For instance, financial institutions may employ data science to analyse a customer’s financial situation and bill-paying history to make better decisions on lending.
An extension of data science is data mining. It involves extracting useful and pertinent information from a large data set and providing valuable insights. It is also known as knowledge discovery in data (KDD). Data mining has numerous applications, including in sales and marketing, education, fraud detection, and improving operational efficiency.
8. Quantum computing
Quantum computing uses theories of quantum physics to solve complex problems that classic computing cannot solve. It is used to run complex simulations in a matter of seconds by converting real-time language into quantum language.
Google has a quantum computer that they claim is 100 million times faster than an average computer. Quantum computing can be used in a variety of fields ranging from cybersecurity to pharmaceuticals to solve big problems with fewer resources.
A chatbot employs AI and NLP to simulate human conversations. It can operate through text or voice conversations. Chatbots use AI to analyse millions of conversations, learn from human responses and mimic them to provide human-like responses. This tech has found great usage in customer service and as AI virtual assistants.
Additional read: Conversational agents
10. AI Bias
All AI and ML tools are human-trained. This means that any inherent human bias can reflect AI bias. AI bias is a term that refers to the tendency of machines to adopt human biases because of how and by whom they are coded or trained. Algorithms can often reinforce human biases.

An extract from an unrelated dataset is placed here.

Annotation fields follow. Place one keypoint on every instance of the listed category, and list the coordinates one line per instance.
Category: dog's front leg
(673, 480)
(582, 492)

For instance, a facial recognition platform may be able to recognise Caucasian people better than people of colour because of the data set it has been fed. It is possible to reduce AI bias through more testing in real-life circumstances, accounting for these biases and improving how humans operating these systems are educated.
Into the future
Today, AI represents the human capacity to create, innovate, and push the boundaries of what was once thought impossible.
So, whether you are an AI enthusiast, a curious learner, or a decision-maker shaping the future, it is essential to equip yourself with the right knowledge to survive in a world that is being increasingly powered by AI and its tools.